Here are the results of the presidential elections:

Candidate Party[1] Votes %
José Mário Vaz PAIGC 252,269 40.98
Nuno Nabiam Independent 154,784 25.14
Paulo Gomes Independent 60,783 9.87
Abel Incada PRS 43,293 7.03
Iaia Djaló PND 28,068 4.56
Ibraima Sori Djaló PRN 19,209 3.12
Afonso Té PRID 18,398 2.99
Hélder Vaz RGB 8,516 1.38
Domingos Quadé Independent 8,432 1.37
Aregado Mantenque PT 7,105 1.15
Luís Nancassa Independent 6,815 1.11
Jorge Malú Independent 5,946 0.97
Cirilo Oliveira PS-GB 2,036 0.33
Total 615,654 100.00

Source: CNE: http://www.cne-guinebissau.org/resultados.php

The second round of the presidential election is scheduled for 18 May. José Mário Vaz (alias “Jomav”) was finance minister from the PAIGC party until the 2012 coup. He also served as the mayor of the capital, Bissau. Nuno Nabiam is a military-backed[2] bureaucrat who had the support of the late President Kumba Iala. Nabiam broke off from the country’s second largest party, the PRS, to run as an independent candidate. Most members of the armed forces come from the Balanta ethnic group, which makes up about one third of the population. Traditionally, they vote for the PRS.

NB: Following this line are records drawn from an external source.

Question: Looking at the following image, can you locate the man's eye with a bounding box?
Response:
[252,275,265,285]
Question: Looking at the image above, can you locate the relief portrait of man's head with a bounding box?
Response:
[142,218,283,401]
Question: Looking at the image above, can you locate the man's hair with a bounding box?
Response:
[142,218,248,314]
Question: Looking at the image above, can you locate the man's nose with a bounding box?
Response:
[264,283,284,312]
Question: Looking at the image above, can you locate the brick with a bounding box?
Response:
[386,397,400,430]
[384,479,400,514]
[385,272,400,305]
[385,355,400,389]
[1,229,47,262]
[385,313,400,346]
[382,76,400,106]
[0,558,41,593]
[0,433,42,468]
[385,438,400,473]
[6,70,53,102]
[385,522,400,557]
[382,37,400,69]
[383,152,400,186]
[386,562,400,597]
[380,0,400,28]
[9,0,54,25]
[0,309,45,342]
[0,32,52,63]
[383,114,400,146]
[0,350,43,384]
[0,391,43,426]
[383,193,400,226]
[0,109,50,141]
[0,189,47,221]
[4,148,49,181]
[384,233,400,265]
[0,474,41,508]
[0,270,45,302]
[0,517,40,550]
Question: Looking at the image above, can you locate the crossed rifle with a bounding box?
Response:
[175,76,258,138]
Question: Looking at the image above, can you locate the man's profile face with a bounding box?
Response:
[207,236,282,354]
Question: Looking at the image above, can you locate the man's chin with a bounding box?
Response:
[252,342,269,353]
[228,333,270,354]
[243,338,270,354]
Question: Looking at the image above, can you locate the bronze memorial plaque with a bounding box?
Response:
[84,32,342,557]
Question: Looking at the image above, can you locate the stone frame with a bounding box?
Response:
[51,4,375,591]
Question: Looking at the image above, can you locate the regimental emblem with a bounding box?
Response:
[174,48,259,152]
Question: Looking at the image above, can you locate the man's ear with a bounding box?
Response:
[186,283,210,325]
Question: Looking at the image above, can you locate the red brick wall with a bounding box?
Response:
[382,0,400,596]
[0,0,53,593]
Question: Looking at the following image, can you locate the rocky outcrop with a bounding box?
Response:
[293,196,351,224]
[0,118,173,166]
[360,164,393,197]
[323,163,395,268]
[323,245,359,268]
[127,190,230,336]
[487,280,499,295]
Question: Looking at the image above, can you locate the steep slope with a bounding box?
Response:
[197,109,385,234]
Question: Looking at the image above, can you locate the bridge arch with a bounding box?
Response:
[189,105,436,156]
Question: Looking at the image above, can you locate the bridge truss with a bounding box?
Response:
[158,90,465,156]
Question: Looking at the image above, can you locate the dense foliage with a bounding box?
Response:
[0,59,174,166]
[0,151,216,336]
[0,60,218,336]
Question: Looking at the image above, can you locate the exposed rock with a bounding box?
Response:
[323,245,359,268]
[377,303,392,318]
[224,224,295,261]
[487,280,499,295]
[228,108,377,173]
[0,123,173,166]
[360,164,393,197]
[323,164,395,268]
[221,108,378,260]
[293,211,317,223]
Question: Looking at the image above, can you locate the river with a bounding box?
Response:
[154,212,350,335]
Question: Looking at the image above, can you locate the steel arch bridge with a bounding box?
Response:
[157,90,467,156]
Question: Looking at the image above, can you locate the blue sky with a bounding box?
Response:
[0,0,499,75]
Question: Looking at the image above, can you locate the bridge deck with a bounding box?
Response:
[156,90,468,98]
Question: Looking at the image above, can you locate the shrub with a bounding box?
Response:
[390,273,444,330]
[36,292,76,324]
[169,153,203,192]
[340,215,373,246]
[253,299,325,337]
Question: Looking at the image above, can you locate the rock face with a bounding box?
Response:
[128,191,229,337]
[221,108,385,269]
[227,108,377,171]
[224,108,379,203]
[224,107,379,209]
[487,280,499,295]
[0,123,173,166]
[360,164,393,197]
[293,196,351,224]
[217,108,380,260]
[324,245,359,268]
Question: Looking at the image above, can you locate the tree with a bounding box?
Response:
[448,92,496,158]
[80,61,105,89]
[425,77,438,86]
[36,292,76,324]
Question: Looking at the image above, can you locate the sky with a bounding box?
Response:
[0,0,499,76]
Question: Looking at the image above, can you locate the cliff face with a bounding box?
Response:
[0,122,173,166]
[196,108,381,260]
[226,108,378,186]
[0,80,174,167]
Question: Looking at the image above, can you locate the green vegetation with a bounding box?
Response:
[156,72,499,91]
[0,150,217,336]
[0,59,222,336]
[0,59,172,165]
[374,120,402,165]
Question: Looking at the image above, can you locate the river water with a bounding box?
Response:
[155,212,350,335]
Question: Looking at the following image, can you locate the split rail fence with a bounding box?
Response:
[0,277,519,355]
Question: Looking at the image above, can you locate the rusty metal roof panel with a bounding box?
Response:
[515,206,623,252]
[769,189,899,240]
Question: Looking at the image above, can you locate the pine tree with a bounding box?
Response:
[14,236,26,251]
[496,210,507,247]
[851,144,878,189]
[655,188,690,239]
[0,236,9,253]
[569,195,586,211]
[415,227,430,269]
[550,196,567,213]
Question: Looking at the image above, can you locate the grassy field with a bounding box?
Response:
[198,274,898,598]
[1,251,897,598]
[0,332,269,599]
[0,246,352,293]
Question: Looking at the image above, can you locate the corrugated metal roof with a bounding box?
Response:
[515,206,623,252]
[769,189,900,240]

In the parliamentary election the PAIGC won 55 seats and secured an absolute majority in the 102-member unicameral National Assembly. The second largest party, PRS, won 41 seats, the PCD 2 seats, the PND 1 seat and the UM 1 seat. The PAIGC majority in parliament means the leader of that party’s parliamentary list, Domingos Simões Pereira, will become the next prime minister. Yet, according to the constitution of Guinea-Bissau, it is the president who appoints the prime minister.

Civil vs. military control

The prospect of Vaz being elected president mirrors the 2012 situation where the PAIGC was about to control the presidency and legislature. At the time, the military staged a coup against the PAIGC’s presidential candidate, Carlos Gomes Jr., and appointed a transitional president. Vaz’s political survival will largely depend on his relationship with Guinea-Bissau’s over-powerful military establishment. In the event that the military-backed candidate, Nabiam, wins the presidential elections and the government undertakes steps to reform Guinea-Bissau’s security sector, the president may decide to dismiss the prime minister. Overall, it is unlikely that the military will lose control over civilian authority.

[1] PAIGC (African Party for the Independence of Guinea and Cape Verde); PRS (Party for Social Renewal); PND (New Democracy Party); PRN (National Reconciliation Party); PRID (Republican Party for Independence and Development); RGB (Guinea-Bissau Resistance); PT (Workers’ Party); PS-GB (Socialist Party of Guinea-Bissau).

[2] Nabiam is close to General António Indjai who is seen by many as the real leader of Guinea-Bissau.